# Off-Topic >  Need help with sprocket ratios?

## Captainleeward

:Head Scratch: Need help with sprocket ratios?  :Head Scratch: 
I have a 12 volt dc motor that has a gear head on it and turns at 41 rpms . on the motor shaft i have put a 11 tooth gear and on the other shaft is a 60 tooth sprocket which gives me 5.5 rpm. I need 1 or 2 rpm at most what should I do?? can I put a 30 tooth sprocket on the motor will this give me the desired rpm or is the torque wrong.Should I get a gear head reducer and put it in line with the gears I have now. what is the best??
Thanks for looking. L@@KING. :Clapping:

----------


## GlennR

I've been using this for pulleys. Maybe it will help.

Pulley Calculator. RPM, Belt Length, Speed, Animated Diagrams

----------

Captainleeward (Mar 7, 2015),

PJs (Jan 25, 2016),

Toolmaker51 (May 24, 2016)

----------


## Captainleeward

I can't find a tooth reference to rpms :O( Nice of you to mention it thanks...:O)

----------


## GlennR

I reread your question. Since it's a DC motor, why not just add a speed control and adjust the speed by turning the knob down?

Variable speed is the beauty of DC motors, right?


Btw, here's a site for helping choose sprockets for motorcycles. I doubt it's useful for this, but might be handy sometime.

http://www.gearingcommander.com/

----------

Captainleeward (Mar 12, 2015),

Paul Jones (Oct 1, 2015)

----------


## Captainleeward

I will check the specks for the motor and see if that is possible THANKS for your input. :Bow: 
I will let you know the out come....:O)

----------


## Captainleeward

Well that was a good idea but only starts at 41 rpm won't go down in rpm.

----------


## DIYer

Good, informative sites, GlennR. Although it didn't help the captain much, I'm sure it's going to be a useful reference for someone in the future.

----------

Captainleeward (Mar 12, 2015),

Paul Jones (Oct 1, 2015)

----------


## GlennR

1 RPM is really slow. You didn't say the size of the motor, but I'm assuming it's not very large since it's 12V.

You might be better off shopping for a gear motor that's already mated & sized to work together. I used to shop at Surpluscenter.com a bit. Sometimes they'd have odd assemblies that sound like what you are looking for. Sometimes odd things like that are cheaper than trying to find good deals on the separate components. 

What's a "stepper motor"? That sounds like a slow rpm motor, but I can't remember what they are for. Might be something to look at.

----------

Captainleeward (Mar 12, 2015)

----------


## Doc

Stepper motors are often found in old printers or many of the cheap Chinese sites for a penny each. They are popular for use in DIY CNC machines, 3D printers or plotters and the like.

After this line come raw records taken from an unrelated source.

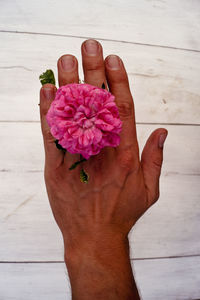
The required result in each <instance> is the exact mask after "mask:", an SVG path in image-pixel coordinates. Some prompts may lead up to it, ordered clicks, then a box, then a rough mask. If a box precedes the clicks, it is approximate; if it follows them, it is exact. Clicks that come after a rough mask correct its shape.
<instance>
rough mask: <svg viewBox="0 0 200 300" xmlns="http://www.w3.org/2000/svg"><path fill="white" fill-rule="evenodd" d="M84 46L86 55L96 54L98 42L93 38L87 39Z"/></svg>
mask: <svg viewBox="0 0 200 300" xmlns="http://www.w3.org/2000/svg"><path fill="white" fill-rule="evenodd" d="M84 48H85V51H86V53H87V54H88V55H97V53H98V52H99V44H98V42H97V41H95V40H87V41H86V42H85V44H84Z"/></svg>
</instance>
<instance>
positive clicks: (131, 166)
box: [118, 149, 135, 171]
mask: <svg viewBox="0 0 200 300" xmlns="http://www.w3.org/2000/svg"><path fill="white" fill-rule="evenodd" d="M118 163H119V165H120V167H122V168H123V169H126V170H128V171H130V170H132V169H133V168H134V165H135V159H134V155H133V150H132V149H127V150H125V151H123V154H121V155H119V157H118Z"/></svg>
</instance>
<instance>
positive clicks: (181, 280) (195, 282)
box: [133, 257, 200, 300]
mask: <svg viewBox="0 0 200 300" xmlns="http://www.w3.org/2000/svg"><path fill="white" fill-rule="evenodd" d="M133 265H134V269H135V277H136V280H137V284H138V287H139V289H140V292H141V296H142V300H160V299H162V300H175V299H176V300H192V299H194V300H195V299H196V300H198V299H200V284H199V282H200V258H199V257H183V258H173V259H158V260H157V259H156V260H143V261H134V262H133Z"/></svg>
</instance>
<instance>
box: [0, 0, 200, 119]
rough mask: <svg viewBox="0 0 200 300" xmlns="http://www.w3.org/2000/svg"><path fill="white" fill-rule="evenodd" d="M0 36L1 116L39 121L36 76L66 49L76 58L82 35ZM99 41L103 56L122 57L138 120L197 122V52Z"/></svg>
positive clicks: (33, 35)
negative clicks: (100, 41) (71, 35)
mask: <svg viewBox="0 0 200 300" xmlns="http://www.w3.org/2000/svg"><path fill="white" fill-rule="evenodd" d="M33 3H34V2H33ZM0 37H1V41H2V42H1V55H0V58H1V60H0V61H1V62H0V76H1V96H0V97H1V98H0V111H1V117H0V120H4V121H13V120H16V121H19V120H29V121H33V120H34V121H36V120H39V114H38V106H37V104H38V102H39V100H38V94H39V89H40V83H39V80H38V77H39V75H40V74H41V73H42V72H43V71H44V70H46V69H47V68H52V69H53V70H56V61H57V59H58V58H59V57H60V56H61V55H62V54H64V53H73V54H74V55H76V56H77V58H78V59H79V61H80V46H81V43H82V42H83V39H76V38H65V37H56V36H38V35H26V34H11V33H0ZM102 45H103V47H104V49H105V51H104V54H105V56H107V55H108V54H111V53H116V54H118V55H119V56H121V57H122V59H123V60H124V63H125V66H126V67H127V72H128V74H129V78H130V86H131V90H132V92H133V95H134V98H135V107H136V119H137V122H145V123H149V122H150V123H184V124H188V123H190V124H200V122H199V115H200V79H199V73H200V64H199V59H200V53H194V52H189V51H180V50H174V49H164V48H155V47H146V46H141V45H133V44H125V43H120V42H117V43H116V42H109V41H103V42H102ZM13 49H15V51H14V53H13ZM80 64H81V63H80ZM55 73H56V72H55ZM80 77H81V78H82V79H83V75H82V71H80Z"/></svg>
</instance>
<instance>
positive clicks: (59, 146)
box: [54, 140, 66, 152]
mask: <svg viewBox="0 0 200 300" xmlns="http://www.w3.org/2000/svg"><path fill="white" fill-rule="evenodd" d="M54 143H55V144H56V147H57V148H58V149H59V150H63V151H65V152H66V149H64V148H63V147H62V146H61V145H60V144H59V143H58V140H55V141H54Z"/></svg>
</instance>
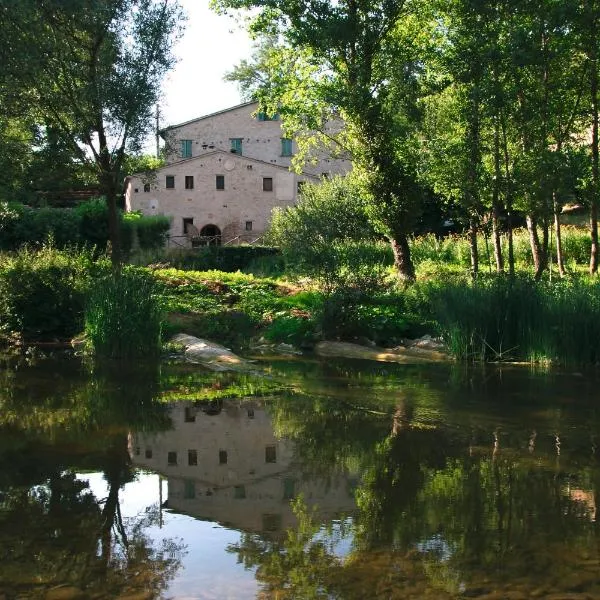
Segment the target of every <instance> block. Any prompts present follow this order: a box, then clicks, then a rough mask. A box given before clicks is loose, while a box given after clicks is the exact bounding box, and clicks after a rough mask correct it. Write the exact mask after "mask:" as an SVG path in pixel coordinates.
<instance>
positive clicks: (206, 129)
mask: <svg viewBox="0 0 600 600" xmlns="http://www.w3.org/2000/svg"><path fill="white" fill-rule="evenodd" d="M334 127H335V125H334ZM161 135H162V137H163V138H164V139H165V142H166V146H167V148H168V152H167V164H166V166H164V167H162V168H161V169H159V170H158V171H157V172H156V173H153V174H152V176H147V175H144V174H136V175H131V176H129V177H127V178H126V180H125V206H126V210H128V211H141V212H142V213H143V214H146V215H166V216H168V217H170V219H171V229H170V232H169V233H170V243H171V245H174V246H177V245H180V246H189V245H202V244H206V243H216V244H220V243H225V244H227V243H237V242H240V241H245V242H254V241H256V240H257V239H259V238H260V236H261V235H262V234H263V233H264V231H265V230H266V229H267V227H268V224H269V220H270V217H271V211H272V210H273V208H274V207H276V206H279V207H286V206H292V205H294V204H295V203H296V201H297V198H298V194H299V191H300V190H301V186H302V182H303V181H315V182H316V181H319V179H320V178H321V177H323V176H329V175H331V174H337V173H345V172H347V171H348V170H349V169H350V162H349V161H348V160H344V159H340V158H333V157H332V156H331V154H330V153H329V152H327V151H326V150H324V149H321V150H319V151H316V152H315V153H314V155H313V157H312V160H310V161H308V162H307V166H306V167H305V169H304V170H303V171H302V173H300V174H298V173H294V172H292V171H291V170H290V166H291V162H292V158H293V156H294V153H295V152H296V150H297V147H296V142H295V141H294V140H292V139H289V138H286V137H285V136H284V135H283V132H282V128H281V122H280V120H279V118H278V116H277V115H273V116H272V117H268V116H267V115H265V114H263V113H260V112H258V104H257V103H256V102H248V103H245V104H240V105H238V106H234V107H232V108H229V109H226V110H223V111H219V112H216V113H213V114H210V115H206V116H204V117H200V118H198V119H193V120H192V121H187V122H186V123H181V124H179V125H173V126H171V127H168V128H166V129H164V130H163V131H162V132H161Z"/></svg>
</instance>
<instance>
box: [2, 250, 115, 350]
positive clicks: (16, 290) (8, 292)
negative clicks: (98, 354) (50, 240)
mask: <svg viewBox="0 0 600 600" xmlns="http://www.w3.org/2000/svg"><path fill="white" fill-rule="evenodd" d="M108 268H109V265H108V263H107V262H106V261H102V260H100V261H94V260H93V259H92V254H91V252H89V251H80V250H77V249H65V250H57V249H56V248H55V247H53V246H52V245H51V244H46V245H44V246H42V247H41V248H38V249H35V250H34V249H31V248H29V247H27V246H24V247H22V248H21V249H20V250H19V251H17V252H14V253H3V254H0V337H2V336H10V337H13V336H15V335H16V336H17V337H18V338H20V339H22V340H24V341H26V342H27V341H32V340H36V341H39V340H56V339H65V338H70V337H72V336H73V335H75V334H77V333H79V332H80V331H81V327H82V325H83V307H84V299H85V295H86V293H87V290H88V288H89V285H90V282H91V280H92V278H93V277H95V276H98V275H99V274H101V273H103V272H105V271H107V270H108Z"/></svg>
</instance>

They might be perfect for the job.

Try here

Regards

Doc  :Hat Tip:

----------

Captainleeward (Mar 12, 2015),

Jon (Mar 10, 2015)

----------


## Captainleeward

The size of the motor is 1/4 hp and is as big as a car starter you can see one on my bead roller here.
the easiest solution is to use a larger gear on the motor side. but I don't know if that would do the trick. vurently there is a 60 tooth sprocket on the shaft and a 11 tooth sprocket on the motor.
this gearing is 5.5 rpms.
Next best one is to put a reducer gear box on the shaft to reduce the ratio further.
this motor is 41 rpms I need 1 or 2 rpms. The shaft I'm turning is balanced and does not require much torque.

----------


## Frank S

Actually your RPMs with the 11/60 sprocket set would be more like 7.5 RPMs 
take 41 multiply by 11 the number of teeth in the driving sprocket then divide by the number of teeth in the driven sprocket 60 and it would look like this
1x11=451 /60=7.5167 to put it another way 60/11=5.4545 to 1 or 41/5.4545=7.5167 RPMs
if you have room to install a jack shaft to mount the 60t sprocket on one end then mount a small sprocket on the other end then a large sprocket on the item that you need to turn at 1 to 2 RPM you can accomplish the reduction you need
say you start with your arrangement of 11 and 60 with the 60 mounted on the jack-shaft , put another 11 tooth sprocket on the other end of the jack shaft and a second 60 tooth sprocket on the work piece you final RPMs will be 1.378
one note; with each reduction the torque is increased. your motor is starting out with a 310 in.lb. output torque after the first reduction is approximately 1719 in.lb. after a second reduction to the 1.378 RPM will be 9533 in.lb. or 794 ft.lb. 
Sp particular attention must be taken into account for the design horsepower of the chain 
Very small motors can become scary strong when reductions are great enough

----------

Captainleeward (Mar 14, 2016)

----------


## Captainleeward

Well Thank you Frank for that wonderful dissertation on gear ratios I'm impressed.....:O)

----------


## Toolmaker51

Frank S nailed it with the jack shaft. Way easier than a lot of arrangements to build and service. I'd of liked to help spin the topic; you know, helping Cap'n crunch the numbers.

----------

PJs (Aug 25, 2016)

----------


## Captainleeward

Who said that Capn Crunch that is insubordination.... :ROFL: 

Any wa as it turned out the rpms for my machine worked out fine as they were... :Clapping:

----------

PJs (Aug 25, 2016)

----------


## hooby

I haven't used any.

----------